Thursday, April 14

One Size Does NOT Fit All

One might assume that the life of a college kid is never boring, and for most, this is probably the case. I, on the other hand, choose to live at home, keeping me far away from all of the shenanigans that take place nightly. My life is not “boring”, per say, but it can definitely get monotonous. Monotony is ok in certain things, but one thing that I cannot handle repeating is food. I rarely eat the same exact thing every day, unlike Mons who is happy eating toast with peanut butter for breakfast 94 days in a row.

For a while, I was doing the whole, “snack all day “ deal, but recently, I have started trying something a little different. Before, I was eating breakfast, snack, lunch, snack, dinner, dessert. It’s kind of been my routine for forever. But I started to realize a little something. First of all, the usual “snack” size featured on many health blogs is just a tease—a nibble really. When I eat, I expect something substantial. Ten almonds just doesn’t cut it for me.

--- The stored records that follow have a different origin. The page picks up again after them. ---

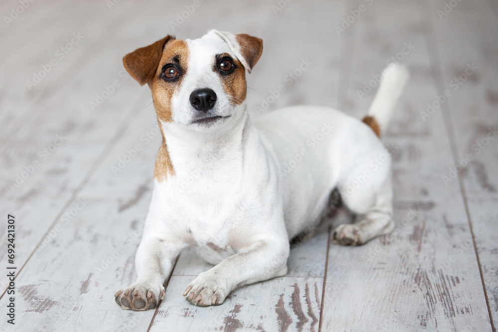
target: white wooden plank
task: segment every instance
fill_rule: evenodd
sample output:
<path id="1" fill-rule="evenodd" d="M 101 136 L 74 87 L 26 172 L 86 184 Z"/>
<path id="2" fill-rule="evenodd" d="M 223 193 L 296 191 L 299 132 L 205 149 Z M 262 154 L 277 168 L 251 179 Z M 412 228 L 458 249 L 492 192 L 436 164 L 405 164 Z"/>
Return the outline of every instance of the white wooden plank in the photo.
<path id="1" fill-rule="evenodd" d="M 160 13 L 156 14 L 160 16 Z M 9 135 L 3 132 L 1 136 L 1 162 L 4 172 L 0 176 L 2 180 L 0 197 L 6 204 L 0 209 L 4 214 L 15 213 L 25 221 L 18 235 L 20 241 L 29 245 L 18 253 L 17 262 L 21 266 L 30 254 L 32 245 L 43 238 L 59 214 L 64 213 L 65 204 L 74 199 L 72 198 L 74 191 L 84 180 L 130 108 L 137 111 L 150 103 L 149 93 L 139 89 L 129 77 L 123 81 L 119 76 L 123 70 L 123 55 L 143 42 L 135 26 L 140 21 L 136 13 L 130 10 L 121 19 L 120 24 L 105 30 L 88 49 L 92 56 L 81 64 L 77 72 L 68 73 L 60 91 L 20 116 L 22 130 L 14 130 L 12 127 L 10 132 L 7 130 Z M 141 31 L 148 31 L 150 28 L 143 28 Z M 121 43 L 111 42 L 117 38 Z M 112 84 L 115 80 L 120 81 L 120 88 L 92 112 L 89 102 L 95 101 L 96 94 L 104 91 L 104 86 Z M 140 94 L 147 97 L 135 104 Z M 150 112 L 153 114 L 153 111 Z M 149 123 L 152 125 L 155 122 L 152 119 Z M 49 147 L 56 135 L 62 135 L 67 139 L 45 160 L 39 151 Z M 35 160 L 40 166 L 19 188 L 11 190 L 9 183 L 14 182 L 17 175 L 25 171 L 24 167 L 29 168 Z M 40 205 L 41 199 L 50 203 Z M 34 209 L 33 206 L 37 208 Z M 4 234 L 5 231 L 2 229 L 0 234 Z M 5 238 L 1 237 L 2 247 L 5 245 L 3 239 Z M 2 252 L 3 257 L 6 251 Z"/>
<path id="2" fill-rule="evenodd" d="M 383 139 L 393 147 L 396 228 L 362 247 L 331 246 L 324 331 L 491 329 L 460 187 L 439 182 L 452 160 L 443 118 L 418 113 L 437 89 L 417 12 L 413 2 L 377 1 L 355 23 L 353 113 L 364 114 L 375 93 L 360 100 L 357 90 L 404 43 L 415 46 L 402 59 L 412 78 Z"/>
<path id="3" fill-rule="evenodd" d="M 160 141 L 158 136 L 153 143 L 142 144 L 143 149 L 115 177 L 111 166 L 124 151 L 140 141 L 155 117 L 152 107 L 135 116 L 133 125 L 79 193 L 86 206 L 80 210 L 74 204 L 70 206 L 71 219 L 58 221 L 46 244 L 34 252 L 16 279 L 19 331 L 119 331 L 133 326 L 146 331 L 148 327 L 154 311 L 123 310 L 114 296 L 136 277 L 134 257 L 150 203 L 152 188 L 147 183 Z M 137 167 L 147 171 L 140 173 Z M 112 190 L 99 187 L 111 179 L 115 181 Z M 21 248 L 30 247 L 25 239 L 17 243 Z"/>
<path id="4" fill-rule="evenodd" d="M 318 331 L 323 279 L 277 278 L 241 288 L 221 306 L 182 296 L 193 277 L 173 276 L 151 331 Z"/>
<path id="5" fill-rule="evenodd" d="M 451 11 L 443 1 L 430 3 L 435 40 L 438 45 L 441 83 L 439 93 L 451 92 L 443 111 L 451 114 L 456 143 L 455 160 L 447 165 L 455 168 L 458 160 L 472 160 L 458 173 L 467 201 L 481 272 L 487 292 L 490 314 L 498 326 L 498 21 L 492 6 L 496 1 L 462 2 Z M 496 8 L 495 8 L 496 9 Z M 442 10 L 438 13 L 438 10 Z M 441 12 L 443 12 L 442 14 Z M 458 38 L 448 38 L 449 35 Z M 468 64 L 477 67 L 465 71 Z M 472 73 L 467 76 L 467 74 Z M 462 76 L 461 77 L 460 76 Z M 456 78 L 458 78 L 459 83 Z M 460 84 L 461 83 L 461 84 Z M 491 138 L 491 139 L 490 139 Z"/>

Secondly,  I was eating a snack in between breakfast and lunch even though I wasn’t hungry. I figured, I have to keep my metabolism up, so I have to eat then. By the time snack time rolled around at about 3 or 4, I felt as though I could eat a horse. By dinner time, I was in raging hunger mode. This led to quick, thoughtless dinners or very early dinners, which left me hungry again by 7.

Solution: Eat 4 normal-sized meals every day. Yep, you heard right- 4 meals a day. You can look at that as either two breakfasts, or two lunches, but either way, there are three meals pre-dinner. Fantastico.

Some of you might be thinking, “This girl is nuts.” Oh contraire. This seems to really work for me, and I always try to stick with what works.

So, for those of you who might be curious as to what a typical day of eating is like for me, here are some usual meals put into a spiffy schedule format. Enjoy!

8 AM 
  • Protein pudding, 1 cup of strawberries, 1 cup of Rice Chex
The protein pudding was "meh" (8 oz water, 2 scoops vanilla protein, 2 tsp instant vanilla pudding). It didn't thicken quite like I'd hoped...
  • 2 cups of veggies of choice scrambled in 3 eggs in 1 tsp butter
  • 1 cup plain yogurt, handful of almonds, a baby handful of crasins, and a chopped apple
12 PM
  • 1 cup brown rice, 2 tbsp salsa, ½ cucumber, 1 large carrot, 2 tbsp hummus
My day is not complete without a ridiculous amount of vegetables.
  • Turkey and cheese melt, pickle, 2 cups cabbage sautéed in a tsp olive oil
  • Salad beast (basically the biggest salad ever) with lemon juice or apple cider vinegar and ½ cup cottage cheese either seasoned or sweetened with somethin’

3 PM
  • Toast with 1 wedge of Laughing Cow Cheese and a sliced pear
I had to eat all of the pear "ends" to make this picture look pretty.
New obsession
  • 2 cups roasted veggies and 4 slices of turkey breast
  • 1 whole sweet potato topped with 1 whole onion sautéed in ½ tbsp butta
6:30 ish- 7 PM
  • Taco salad with chicken breast and chips OTS
This was a beast and had to be eaten in two separate sittings. Also, chips never got plated. They just went from bag to mouth...
  • 1 hamburger with mustard, 1 cup sauerkraut, 1 cup steamed broccoli, 1 small salad
  • 1 cup quinoa sautéed with 1 cup spinach, ½ cup red peppers, ½ cup onion, and a little feta cheese in ½ tbsp butter
8:30-ish
  • 1 apple with peanut butter
  • 1 cup yogurt with ½ cup papaya and a dark chocolate square
  • 2 dark chocolate squares 
  •  ...or, if I'm full (like tonight) a cup of hot Cinnamon Apple Tea will suffice. 
Giving my tea some love.
So there you have it! Those are just some of my typical meal options. It might not be conventional, but it works for me. After all, when it comes to health and nutrition, one size does NOT fit all.